十日戎は、招福コラボ

笹につける吉兆は、神社でしか授与されないが、様々な縁起飾りを売る露天が神社周辺に軒を並べ、招福ムードアップのために、これもコラボしている。

松の内が終わるか終わらないうちに十日戎がやってきます。十日戎、別名えべっさんは、商業の町、大阪を中心に関西で盛んな神事。全国に数ある祭礼の中でも、民衆が神社と一体となって盛り上げる祭りは、大阪今宮の十日戎が最右翼ではないかという気がします。
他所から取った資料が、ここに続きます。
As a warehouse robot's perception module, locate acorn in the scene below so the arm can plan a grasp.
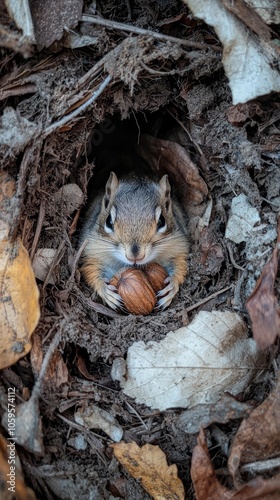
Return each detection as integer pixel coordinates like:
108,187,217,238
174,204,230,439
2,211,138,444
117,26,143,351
110,267,157,315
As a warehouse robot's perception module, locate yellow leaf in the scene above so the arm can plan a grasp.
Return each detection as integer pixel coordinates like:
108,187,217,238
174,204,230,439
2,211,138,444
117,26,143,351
111,442,185,500
0,175,40,369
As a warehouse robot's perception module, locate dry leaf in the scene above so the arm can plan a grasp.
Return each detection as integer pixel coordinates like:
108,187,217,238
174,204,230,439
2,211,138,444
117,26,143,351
0,435,36,500
74,404,123,443
137,134,208,216
176,394,252,434
1,395,44,455
114,311,263,410
184,0,280,104
228,377,280,478
30,0,83,50
225,194,261,243
30,335,69,391
112,442,185,500
0,173,40,369
191,430,280,500
32,248,56,285
246,226,280,349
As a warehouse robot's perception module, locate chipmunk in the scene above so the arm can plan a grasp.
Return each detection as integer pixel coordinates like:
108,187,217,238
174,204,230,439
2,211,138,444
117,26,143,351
80,172,188,310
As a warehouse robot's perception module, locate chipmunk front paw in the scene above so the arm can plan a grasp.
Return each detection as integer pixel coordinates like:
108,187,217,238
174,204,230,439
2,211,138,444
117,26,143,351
156,276,179,310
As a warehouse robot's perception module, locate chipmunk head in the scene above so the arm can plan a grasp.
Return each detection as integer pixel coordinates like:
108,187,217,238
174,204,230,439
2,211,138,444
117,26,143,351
99,172,174,265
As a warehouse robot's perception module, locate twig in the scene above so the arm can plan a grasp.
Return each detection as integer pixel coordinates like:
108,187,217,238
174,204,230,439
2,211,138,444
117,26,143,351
186,285,232,312
226,242,246,271
41,75,112,138
30,200,45,261
82,14,222,52
66,240,88,288
73,284,123,318
32,328,61,398
42,240,66,291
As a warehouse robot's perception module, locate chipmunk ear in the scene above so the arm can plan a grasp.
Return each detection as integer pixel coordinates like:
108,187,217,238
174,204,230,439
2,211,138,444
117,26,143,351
159,174,171,213
103,172,119,208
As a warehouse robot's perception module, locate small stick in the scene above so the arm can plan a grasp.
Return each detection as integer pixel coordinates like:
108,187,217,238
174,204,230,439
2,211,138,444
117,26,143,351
32,329,61,398
41,75,112,138
226,242,246,271
30,200,45,261
186,285,231,312
82,14,222,52
42,240,66,291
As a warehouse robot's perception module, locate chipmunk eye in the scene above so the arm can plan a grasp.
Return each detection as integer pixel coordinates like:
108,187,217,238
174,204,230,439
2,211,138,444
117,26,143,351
105,214,114,233
157,214,166,233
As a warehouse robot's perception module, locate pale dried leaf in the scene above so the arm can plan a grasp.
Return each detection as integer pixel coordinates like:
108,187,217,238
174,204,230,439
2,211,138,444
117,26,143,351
184,0,280,104
0,173,40,369
74,405,123,443
112,442,185,500
0,435,36,500
225,194,261,243
115,311,263,410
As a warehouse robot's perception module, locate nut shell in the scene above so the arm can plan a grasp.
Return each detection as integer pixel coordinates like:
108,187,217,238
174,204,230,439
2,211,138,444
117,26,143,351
143,262,168,292
110,268,157,315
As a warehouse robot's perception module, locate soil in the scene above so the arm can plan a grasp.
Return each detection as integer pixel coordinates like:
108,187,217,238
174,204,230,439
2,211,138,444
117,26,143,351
0,0,280,500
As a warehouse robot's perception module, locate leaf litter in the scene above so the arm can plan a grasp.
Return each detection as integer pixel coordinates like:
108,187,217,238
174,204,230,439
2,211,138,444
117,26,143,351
0,0,280,500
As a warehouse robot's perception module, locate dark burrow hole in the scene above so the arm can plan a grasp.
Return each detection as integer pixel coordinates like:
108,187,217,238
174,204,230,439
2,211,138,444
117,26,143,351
77,109,197,212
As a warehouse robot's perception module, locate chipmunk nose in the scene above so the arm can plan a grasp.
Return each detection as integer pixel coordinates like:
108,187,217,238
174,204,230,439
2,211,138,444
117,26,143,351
125,243,145,262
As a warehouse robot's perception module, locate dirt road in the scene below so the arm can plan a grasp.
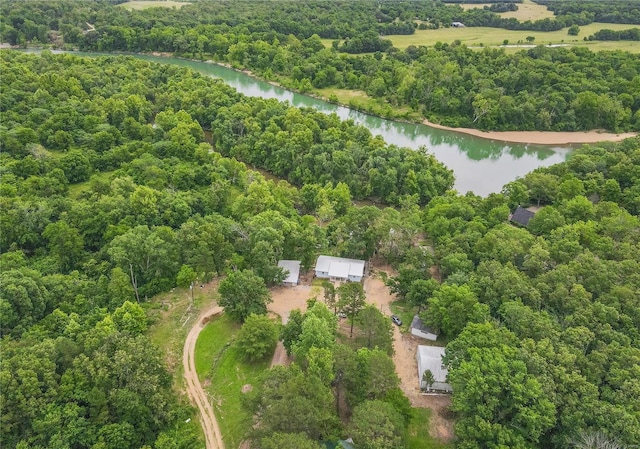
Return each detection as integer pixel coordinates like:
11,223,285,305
364,269,454,442
182,306,224,449
268,272,454,442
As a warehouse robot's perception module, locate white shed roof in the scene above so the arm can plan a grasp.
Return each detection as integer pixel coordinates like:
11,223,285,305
329,262,350,279
278,260,300,284
418,345,448,382
316,256,364,279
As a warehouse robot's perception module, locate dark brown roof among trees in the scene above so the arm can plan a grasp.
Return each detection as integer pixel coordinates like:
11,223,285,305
510,206,535,226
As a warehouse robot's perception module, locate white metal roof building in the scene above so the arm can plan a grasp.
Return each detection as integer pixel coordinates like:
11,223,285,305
278,260,300,285
316,256,365,282
411,315,438,341
416,346,452,391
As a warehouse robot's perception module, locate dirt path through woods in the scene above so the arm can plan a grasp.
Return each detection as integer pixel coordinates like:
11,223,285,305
182,306,224,449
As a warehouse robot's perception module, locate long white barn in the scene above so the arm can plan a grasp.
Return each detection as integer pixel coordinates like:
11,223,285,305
316,256,365,282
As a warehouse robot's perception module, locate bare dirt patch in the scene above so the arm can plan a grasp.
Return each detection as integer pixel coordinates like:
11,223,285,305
364,267,454,442
267,285,322,324
268,266,454,442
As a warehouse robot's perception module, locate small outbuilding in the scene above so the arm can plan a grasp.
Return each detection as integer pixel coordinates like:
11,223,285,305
278,260,300,287
315,256,365,282
509,206,535,228
416,346,453,392
411,315,438,341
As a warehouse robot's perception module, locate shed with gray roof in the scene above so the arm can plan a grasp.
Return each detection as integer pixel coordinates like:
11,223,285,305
416,346,452,392
315,256,365,282
411,315,438,341
278,260,300,286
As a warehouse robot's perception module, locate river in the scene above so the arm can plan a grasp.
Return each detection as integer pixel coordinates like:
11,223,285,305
58,53,572,196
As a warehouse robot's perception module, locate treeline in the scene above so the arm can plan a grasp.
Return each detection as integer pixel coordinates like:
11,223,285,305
389,138,640,448
3,2,640,132
587,28,640,41
0,51,436,449
534,0,640,25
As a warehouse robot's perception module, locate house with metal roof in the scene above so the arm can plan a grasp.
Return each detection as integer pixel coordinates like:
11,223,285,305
278,260,300,287
411,315,438,341
315,256,365,282
416,346,453,392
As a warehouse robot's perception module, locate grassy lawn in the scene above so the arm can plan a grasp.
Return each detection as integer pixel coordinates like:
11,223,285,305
407,408,453,449
195,314,240,376
195,315,271,447
119,0,189,11
144,288,215,391
312,87,420,120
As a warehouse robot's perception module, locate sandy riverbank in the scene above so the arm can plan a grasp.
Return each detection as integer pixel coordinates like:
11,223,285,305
423,120,637,145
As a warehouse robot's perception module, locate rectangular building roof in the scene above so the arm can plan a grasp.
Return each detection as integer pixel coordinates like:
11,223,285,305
418,345,448,383
316,256,364,279
510,206,535,226
278,260,300,284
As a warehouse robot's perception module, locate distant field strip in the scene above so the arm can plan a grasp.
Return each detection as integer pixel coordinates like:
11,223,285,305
460,0,553,22
386,23,640,53
120,0,189,10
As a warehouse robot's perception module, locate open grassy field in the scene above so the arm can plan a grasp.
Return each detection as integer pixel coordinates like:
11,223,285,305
460,0,553,22
144,288,216,384
384,23,640,53
407,408,452,449
195,314,271,448
119,0,189,10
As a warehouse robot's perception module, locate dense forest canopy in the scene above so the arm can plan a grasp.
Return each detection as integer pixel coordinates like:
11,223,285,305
0,51,444,449
5,1,640,132
0,2,640,449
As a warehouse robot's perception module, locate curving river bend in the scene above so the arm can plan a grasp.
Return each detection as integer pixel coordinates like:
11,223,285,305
69,53,572,196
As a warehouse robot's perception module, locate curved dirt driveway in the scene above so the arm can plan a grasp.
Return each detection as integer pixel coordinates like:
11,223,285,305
182,306,224,449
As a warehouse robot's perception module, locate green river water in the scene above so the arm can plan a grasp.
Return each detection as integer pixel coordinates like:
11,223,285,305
58,53,572,196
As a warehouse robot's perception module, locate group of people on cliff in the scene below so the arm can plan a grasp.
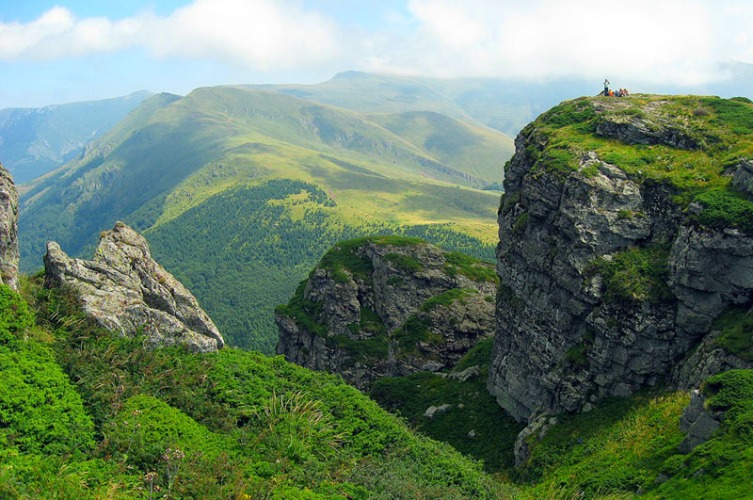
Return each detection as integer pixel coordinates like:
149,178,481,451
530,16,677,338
604,78,630,97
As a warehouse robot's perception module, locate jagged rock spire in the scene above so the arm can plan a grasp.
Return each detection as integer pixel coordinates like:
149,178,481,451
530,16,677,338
44,222,225,352
0,164,18,290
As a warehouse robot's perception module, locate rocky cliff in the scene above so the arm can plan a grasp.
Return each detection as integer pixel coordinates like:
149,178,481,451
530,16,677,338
488,96,753,421
0,163,18,290
44,222,224,352
275,237,496,389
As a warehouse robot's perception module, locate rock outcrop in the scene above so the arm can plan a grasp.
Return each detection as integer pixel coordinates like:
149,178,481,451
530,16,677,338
488,97,753,422
679,390,723,453
0,164,18,290
275,237,496,390
44,222,224,352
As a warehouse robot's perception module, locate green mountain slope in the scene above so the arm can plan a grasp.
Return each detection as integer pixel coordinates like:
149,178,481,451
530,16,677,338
19,87,511,352
0,280,510,499
246,71,599,136
0,91,151,184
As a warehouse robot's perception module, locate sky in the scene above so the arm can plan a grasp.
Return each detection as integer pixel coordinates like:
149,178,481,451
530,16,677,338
0,0,753,109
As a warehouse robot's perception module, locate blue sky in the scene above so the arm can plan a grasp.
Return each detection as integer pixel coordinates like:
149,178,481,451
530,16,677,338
0,0,753,108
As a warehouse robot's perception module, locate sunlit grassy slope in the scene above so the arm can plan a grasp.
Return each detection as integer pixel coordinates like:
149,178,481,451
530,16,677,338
20,87,512,352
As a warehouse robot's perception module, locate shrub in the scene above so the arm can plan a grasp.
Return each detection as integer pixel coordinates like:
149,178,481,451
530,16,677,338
693,189,753,231
0,342,94,455
0,284,35,342
713,307,753,361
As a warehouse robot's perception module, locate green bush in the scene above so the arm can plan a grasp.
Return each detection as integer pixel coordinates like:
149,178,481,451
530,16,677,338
0,284,35,344
693,189,753,232
444,252,499,283
586,246,672,304
0,341,94,455
712,307,753,361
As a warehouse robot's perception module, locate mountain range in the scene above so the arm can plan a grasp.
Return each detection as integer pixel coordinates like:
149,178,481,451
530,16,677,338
19,77,513,352
0,91,151,184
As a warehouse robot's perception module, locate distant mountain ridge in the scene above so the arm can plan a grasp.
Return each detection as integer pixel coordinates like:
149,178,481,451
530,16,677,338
0,90,152,184
20,83,513,352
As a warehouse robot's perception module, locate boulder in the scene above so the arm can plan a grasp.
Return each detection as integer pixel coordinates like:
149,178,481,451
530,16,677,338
44,222,224,352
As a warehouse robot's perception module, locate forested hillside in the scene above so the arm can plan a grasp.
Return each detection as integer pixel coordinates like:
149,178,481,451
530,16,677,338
0,277,505,499
5,276,753,499
19,87,512,353
0,91,151,184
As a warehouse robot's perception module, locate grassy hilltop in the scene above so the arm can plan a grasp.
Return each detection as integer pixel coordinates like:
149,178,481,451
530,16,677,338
20,87,512,353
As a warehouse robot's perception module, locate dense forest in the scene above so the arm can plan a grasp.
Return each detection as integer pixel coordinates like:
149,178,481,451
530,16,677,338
145,179,494,354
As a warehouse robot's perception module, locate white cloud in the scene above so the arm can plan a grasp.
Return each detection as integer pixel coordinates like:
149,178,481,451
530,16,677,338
0,0,340,70
380,0,753,84
0,0,753,84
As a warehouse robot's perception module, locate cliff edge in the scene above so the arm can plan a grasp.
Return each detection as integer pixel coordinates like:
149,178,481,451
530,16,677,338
488,96,753,422
0,163,18,290
275,236,497,390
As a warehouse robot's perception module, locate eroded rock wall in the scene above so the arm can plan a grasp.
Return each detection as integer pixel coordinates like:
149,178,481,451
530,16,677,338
0,164,19,290
488,99,753,421
275,241,496,390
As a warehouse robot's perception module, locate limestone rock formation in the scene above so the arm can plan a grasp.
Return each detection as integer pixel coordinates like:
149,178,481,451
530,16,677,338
275,237,496,389
679,390,723,453
0,164,18,290
44,222,224,352
488,97,753,422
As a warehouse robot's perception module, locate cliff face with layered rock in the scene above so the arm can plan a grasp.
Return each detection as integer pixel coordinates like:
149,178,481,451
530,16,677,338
488,96,753,421
0,163,18,290
275,237,496,389
44,222,224,352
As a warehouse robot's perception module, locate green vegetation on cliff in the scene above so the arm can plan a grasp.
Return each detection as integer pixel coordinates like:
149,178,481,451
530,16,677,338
523,95,753,231
0,278,505,499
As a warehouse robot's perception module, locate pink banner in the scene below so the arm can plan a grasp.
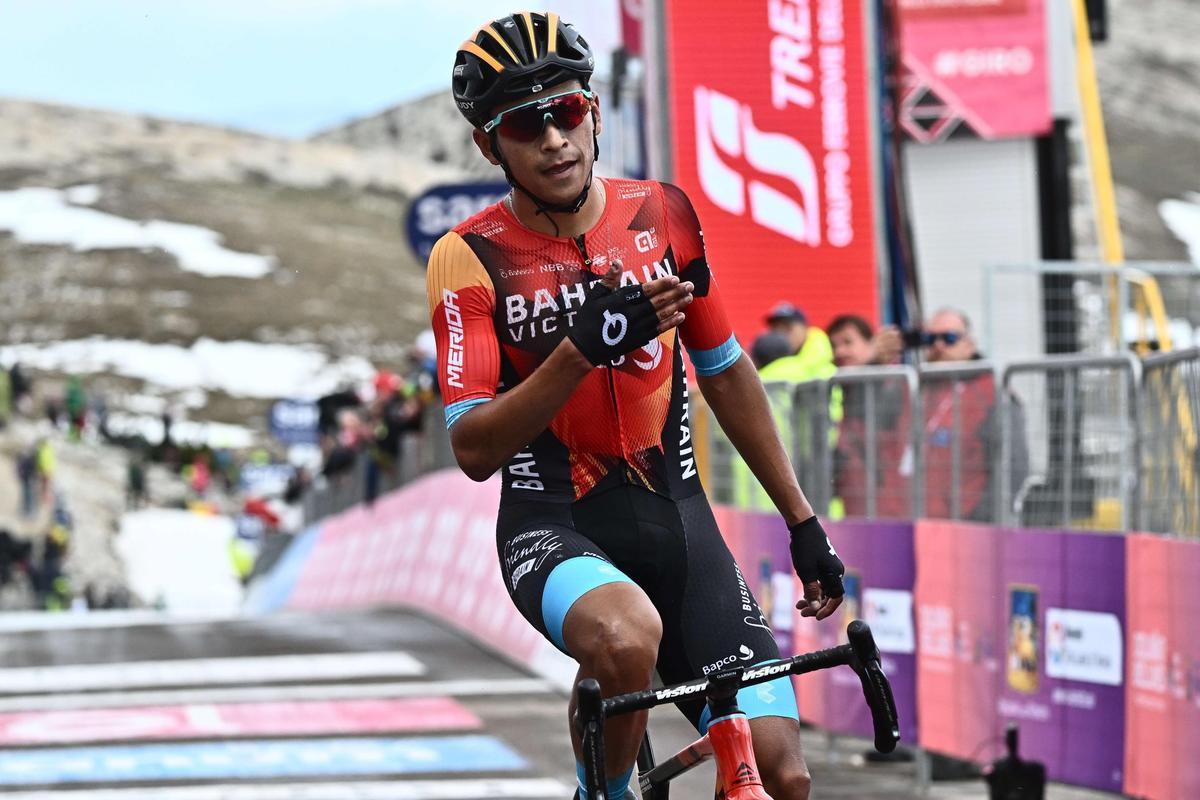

関西の人々にとっては、初詣の続きのような気分で、ごく一般的な歳時になっているようにも思われます。

商売繁盛の祭事だけに、招福にあやかりたい会社や商店の献灯もおびただしく、競って福笹をすすめる氏子さんや各種商業組合の講中の呼び込み、それに群がる参拝者の参加意欲旺盛な様子と熱気から、まさにこの神事が、単なる神社サイドの祭礼ではなく、大衆パワーが祭りを盛り立てることによって存在意義を持つ、民衆参加の運気招来イベントだという感があります。

そもそも、「えべっさん」といえば定番の福笹にしても、さまざまな意味で縁起よく神秘性のある笹をベースに、それに飾る縁起物の「吉兆・きっちょう」は、銭袋、末広、小判、丁銀、鯛、打出の子槌、烏帽子、米俵、臼、大福帳など、野の幸・海の幸・山の幸を象徴した目出たくも金運を呼びそうなものばかりの勢揃いで、これだけの縁起物がコラボで運気を高めてくれれば、さぞかし霊験あらたかだろうという気にさせてくれます。

景気が不透明で今ひとつ意気の上がらない関西ですが、日本国中がさまざまのコラボレーションで新しい価値創造を模索している中、三百年も前から、コラボによる景気付けの行事を演出してきた町人魂を思い起こし、関西の人々が、この「十日戎気風」を忘れないようにして欲しいものです。